Shotguns were the usual weapon of choice for the coup de grace, slugs the ammunition. Even demons needed their brains. Knives, smaller guns—smaller than a shotgun anyway—were good for slowing them down, but for taking them out, a shotgun was the best. Unless you were into axes or swords for whacking off the head. My boys used them all, but the shotgun was their favorite.
“Hand grenades,” Zeke said complacently. “They fit in the bag with the knives, guns, etcetera.”
“Hand grenades.” Griffin said it as calmly as he would’ve said,
Watch out for that gum on the sidewalk
. “The ones we keep locked up in the weapons arsenal and have to have Mr. Trinity’s permission to use. Those grenades?”
Mr. Trinity was head of Vegas Eden House. He did not have a nickname. He might not even have had a first or middle name. Mr. Trinity could make Jackie boy pee his pants with the rise of one iron gray eyebrow.

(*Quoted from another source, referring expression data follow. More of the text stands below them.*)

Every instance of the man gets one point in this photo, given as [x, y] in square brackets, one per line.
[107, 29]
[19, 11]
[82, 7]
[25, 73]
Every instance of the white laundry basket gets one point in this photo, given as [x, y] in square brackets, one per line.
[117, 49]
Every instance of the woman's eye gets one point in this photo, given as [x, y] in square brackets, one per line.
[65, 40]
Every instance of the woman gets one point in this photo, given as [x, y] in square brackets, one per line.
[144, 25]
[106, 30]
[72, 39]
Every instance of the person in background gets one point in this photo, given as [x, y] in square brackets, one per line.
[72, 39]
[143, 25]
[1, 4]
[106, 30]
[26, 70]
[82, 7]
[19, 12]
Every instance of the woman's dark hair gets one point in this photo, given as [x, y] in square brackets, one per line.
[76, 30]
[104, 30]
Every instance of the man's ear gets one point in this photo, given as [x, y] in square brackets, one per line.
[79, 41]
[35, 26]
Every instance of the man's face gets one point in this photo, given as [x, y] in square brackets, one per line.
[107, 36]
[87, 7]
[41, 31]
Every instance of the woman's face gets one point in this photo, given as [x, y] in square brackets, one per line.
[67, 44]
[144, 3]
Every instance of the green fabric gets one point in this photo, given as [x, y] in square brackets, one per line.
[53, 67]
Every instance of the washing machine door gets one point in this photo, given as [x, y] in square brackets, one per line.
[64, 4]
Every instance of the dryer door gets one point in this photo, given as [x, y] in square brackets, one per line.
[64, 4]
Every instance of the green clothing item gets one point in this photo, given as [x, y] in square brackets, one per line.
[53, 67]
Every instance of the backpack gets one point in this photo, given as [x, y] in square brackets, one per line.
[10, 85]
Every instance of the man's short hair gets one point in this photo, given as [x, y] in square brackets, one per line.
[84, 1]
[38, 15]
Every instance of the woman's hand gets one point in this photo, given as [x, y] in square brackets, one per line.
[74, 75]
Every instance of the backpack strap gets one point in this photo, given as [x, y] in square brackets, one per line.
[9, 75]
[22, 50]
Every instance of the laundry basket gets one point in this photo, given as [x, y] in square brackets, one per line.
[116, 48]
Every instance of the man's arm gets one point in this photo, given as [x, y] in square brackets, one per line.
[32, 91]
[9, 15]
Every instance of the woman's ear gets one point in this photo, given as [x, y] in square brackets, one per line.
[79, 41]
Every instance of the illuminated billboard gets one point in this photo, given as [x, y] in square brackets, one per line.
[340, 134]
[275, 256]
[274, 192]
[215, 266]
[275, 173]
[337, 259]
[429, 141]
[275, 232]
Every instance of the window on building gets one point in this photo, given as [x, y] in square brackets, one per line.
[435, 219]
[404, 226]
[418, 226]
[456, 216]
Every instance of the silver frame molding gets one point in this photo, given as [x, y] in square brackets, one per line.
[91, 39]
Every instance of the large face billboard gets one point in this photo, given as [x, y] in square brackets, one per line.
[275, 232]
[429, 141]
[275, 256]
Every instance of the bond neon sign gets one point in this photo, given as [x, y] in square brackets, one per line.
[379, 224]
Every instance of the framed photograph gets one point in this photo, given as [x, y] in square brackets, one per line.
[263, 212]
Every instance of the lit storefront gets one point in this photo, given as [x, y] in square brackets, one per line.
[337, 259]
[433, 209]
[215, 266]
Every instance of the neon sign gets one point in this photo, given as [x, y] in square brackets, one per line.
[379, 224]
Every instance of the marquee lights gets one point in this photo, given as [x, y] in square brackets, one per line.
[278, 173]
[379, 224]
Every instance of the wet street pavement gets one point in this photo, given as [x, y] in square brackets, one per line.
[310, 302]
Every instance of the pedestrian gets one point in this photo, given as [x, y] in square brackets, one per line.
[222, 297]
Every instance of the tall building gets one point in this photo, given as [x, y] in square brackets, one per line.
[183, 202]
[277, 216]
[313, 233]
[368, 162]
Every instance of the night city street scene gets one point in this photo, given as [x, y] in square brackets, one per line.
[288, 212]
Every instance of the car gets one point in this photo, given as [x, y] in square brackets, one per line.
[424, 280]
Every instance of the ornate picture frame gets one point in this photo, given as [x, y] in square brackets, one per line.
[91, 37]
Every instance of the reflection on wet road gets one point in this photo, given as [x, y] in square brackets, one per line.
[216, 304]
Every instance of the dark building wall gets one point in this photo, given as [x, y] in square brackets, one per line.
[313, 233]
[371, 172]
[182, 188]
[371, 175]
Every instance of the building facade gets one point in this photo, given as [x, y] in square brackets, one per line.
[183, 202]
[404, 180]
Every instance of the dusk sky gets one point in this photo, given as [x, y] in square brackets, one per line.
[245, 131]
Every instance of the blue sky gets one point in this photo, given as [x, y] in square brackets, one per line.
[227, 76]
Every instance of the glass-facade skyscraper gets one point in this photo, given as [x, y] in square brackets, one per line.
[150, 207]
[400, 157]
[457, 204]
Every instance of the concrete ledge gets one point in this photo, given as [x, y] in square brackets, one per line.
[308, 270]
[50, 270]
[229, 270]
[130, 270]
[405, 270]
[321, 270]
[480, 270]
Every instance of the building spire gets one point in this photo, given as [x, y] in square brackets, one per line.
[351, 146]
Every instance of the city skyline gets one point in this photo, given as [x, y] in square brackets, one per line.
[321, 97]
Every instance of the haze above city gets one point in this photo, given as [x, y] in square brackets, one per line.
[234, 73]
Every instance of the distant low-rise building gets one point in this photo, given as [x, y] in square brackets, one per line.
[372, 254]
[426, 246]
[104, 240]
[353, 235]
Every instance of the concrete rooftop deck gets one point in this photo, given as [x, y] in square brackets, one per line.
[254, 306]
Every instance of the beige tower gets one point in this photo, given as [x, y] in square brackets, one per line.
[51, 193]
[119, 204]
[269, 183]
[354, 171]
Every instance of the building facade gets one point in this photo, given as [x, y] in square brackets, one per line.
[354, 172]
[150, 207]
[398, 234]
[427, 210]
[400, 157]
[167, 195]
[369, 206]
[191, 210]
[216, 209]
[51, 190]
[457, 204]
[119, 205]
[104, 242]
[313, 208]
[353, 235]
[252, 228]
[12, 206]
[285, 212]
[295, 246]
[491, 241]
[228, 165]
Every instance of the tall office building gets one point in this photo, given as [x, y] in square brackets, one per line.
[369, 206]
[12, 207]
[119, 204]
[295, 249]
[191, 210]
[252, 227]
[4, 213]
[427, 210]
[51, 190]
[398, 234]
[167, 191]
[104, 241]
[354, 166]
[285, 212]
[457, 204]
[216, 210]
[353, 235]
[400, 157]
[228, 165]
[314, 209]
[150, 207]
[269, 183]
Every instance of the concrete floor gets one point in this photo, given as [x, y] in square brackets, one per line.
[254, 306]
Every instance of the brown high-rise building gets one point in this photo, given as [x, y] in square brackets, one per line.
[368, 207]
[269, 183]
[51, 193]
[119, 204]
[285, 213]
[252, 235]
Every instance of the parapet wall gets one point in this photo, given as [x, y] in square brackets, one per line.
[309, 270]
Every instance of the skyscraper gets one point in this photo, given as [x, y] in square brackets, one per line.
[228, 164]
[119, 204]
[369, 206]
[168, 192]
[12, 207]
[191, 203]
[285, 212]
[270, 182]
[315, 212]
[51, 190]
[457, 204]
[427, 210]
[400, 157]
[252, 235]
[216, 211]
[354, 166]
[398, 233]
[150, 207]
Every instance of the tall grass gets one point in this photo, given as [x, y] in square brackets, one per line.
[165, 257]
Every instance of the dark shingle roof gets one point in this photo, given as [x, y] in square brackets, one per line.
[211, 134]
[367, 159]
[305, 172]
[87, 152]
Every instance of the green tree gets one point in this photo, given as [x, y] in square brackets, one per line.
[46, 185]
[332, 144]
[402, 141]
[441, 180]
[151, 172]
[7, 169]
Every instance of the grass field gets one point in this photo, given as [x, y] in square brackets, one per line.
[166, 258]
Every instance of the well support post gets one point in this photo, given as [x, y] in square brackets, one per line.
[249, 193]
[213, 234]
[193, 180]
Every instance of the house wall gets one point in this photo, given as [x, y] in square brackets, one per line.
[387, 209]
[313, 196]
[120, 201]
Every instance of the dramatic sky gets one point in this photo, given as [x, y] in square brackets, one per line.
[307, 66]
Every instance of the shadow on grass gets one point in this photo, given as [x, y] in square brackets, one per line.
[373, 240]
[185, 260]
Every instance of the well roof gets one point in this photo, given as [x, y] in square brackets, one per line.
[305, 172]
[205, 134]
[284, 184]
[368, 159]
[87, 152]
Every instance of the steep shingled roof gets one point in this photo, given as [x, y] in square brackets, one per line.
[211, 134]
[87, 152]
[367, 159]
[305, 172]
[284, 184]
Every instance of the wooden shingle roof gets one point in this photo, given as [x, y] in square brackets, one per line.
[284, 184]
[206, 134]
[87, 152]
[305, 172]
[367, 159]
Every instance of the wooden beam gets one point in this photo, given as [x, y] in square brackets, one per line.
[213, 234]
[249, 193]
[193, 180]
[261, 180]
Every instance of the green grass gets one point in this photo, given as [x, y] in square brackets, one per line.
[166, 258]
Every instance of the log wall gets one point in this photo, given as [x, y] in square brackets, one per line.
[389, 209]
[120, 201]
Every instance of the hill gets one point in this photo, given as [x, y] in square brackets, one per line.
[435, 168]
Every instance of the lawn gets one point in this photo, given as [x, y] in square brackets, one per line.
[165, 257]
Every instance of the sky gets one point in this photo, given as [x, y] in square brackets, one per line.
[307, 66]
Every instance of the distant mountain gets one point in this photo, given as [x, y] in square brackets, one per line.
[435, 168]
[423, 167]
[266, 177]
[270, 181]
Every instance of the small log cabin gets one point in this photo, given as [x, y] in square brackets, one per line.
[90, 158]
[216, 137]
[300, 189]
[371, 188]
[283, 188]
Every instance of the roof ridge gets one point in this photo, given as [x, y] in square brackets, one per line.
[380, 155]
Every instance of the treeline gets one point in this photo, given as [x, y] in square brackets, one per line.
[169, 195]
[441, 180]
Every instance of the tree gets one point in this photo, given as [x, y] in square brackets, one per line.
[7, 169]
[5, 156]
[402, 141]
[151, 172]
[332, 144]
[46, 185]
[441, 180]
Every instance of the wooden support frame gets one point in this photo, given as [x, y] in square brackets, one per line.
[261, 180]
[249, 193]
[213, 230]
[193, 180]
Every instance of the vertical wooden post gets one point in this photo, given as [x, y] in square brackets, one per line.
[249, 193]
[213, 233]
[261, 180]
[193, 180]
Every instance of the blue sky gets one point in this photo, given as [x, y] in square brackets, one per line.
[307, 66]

“Yep.” Zeke waved for a beer, the pretzels apparently having made him thirsty, before wiping the salt on his jeans with combat-scarred hands just like Griff’s.
“Did you get permission?”
The green eyes slid uncertainly toward Griffin. “No.”
“Did you break the lock or kick down the door?” Griffin was now pinching the bridge of his nose before slipping on his sunglasses and threading an agitated hand through his hair.
“Kicked down the door. Maybe that wasn’t the right thing to do?” From Zeke’s tone he’d figured out just now that, no, it wasn’t the right thing to do. It was the expedient thing to do, the black and white thing, but perhaps not the correct thing.
“Never mind. They needed a metal door anyway.” Griffin dropped his hand and dismissed it as if it were nothing, just that quickly, and slung an arm over Zeke’s shoulder. “Let’s go kill ourselves a demon, assuming it’s not just a pissed-off gecko.” Zeke looked mildly relieved and they sauntered out with their duffel bag.
Zeke was going to be in big shit and Griffin was going to get him out of it. Bottom line, Eden House couldn’t afford to lose a telepath. They might only be able to sense surface thoughts, but it was enough to spot a demon—or a robber, but that’s something we found out later.
Regardless, the House knew if they tossed Zeke, Griffin, their empath, was gone too. They couldn’t afford to lose two of their best. They did have a few more telepaths and empaths, but humans with talents were few and far between, at least until evolution picked up a little speed, and Griffin and Zeke were their strongest by far.
Griffin looked back at me, his expression both desperate and fierce. I put a finger to my lips. Their bosses would hear nothing from me. If he thought he could hide the fact that Zeke had done it, more power to him. I wouldn’t give him away.
“Those two,” Leo grunted as he refilled the pretzel bowl with a rustle of a bag a few weeks past expiration.
“They have a long way to go,” I admitted as I watched them pass the window to turn the corner that led to the alley where Griffin parked his car—the same alley where we’d destroyed the demon last night, “but I think they just might get there. As long as they learn Eden House isn’t the be-all and end-all of existence.”
“So it’s not the shit?” he said solemnly, and shoved the pretzels my way—already knowing the answer.
“No, not nearly the shit it thinks it is,” I said absently as I crunched some stale bread and salt, but he already knew that. “Has Robin called back yet?” He’d called last night when I was out. He said he’d call back today. Robin Goodfellow was one of the many contacts I’d made throughout my life. If I didn’t know something, which was rare, he was likely to.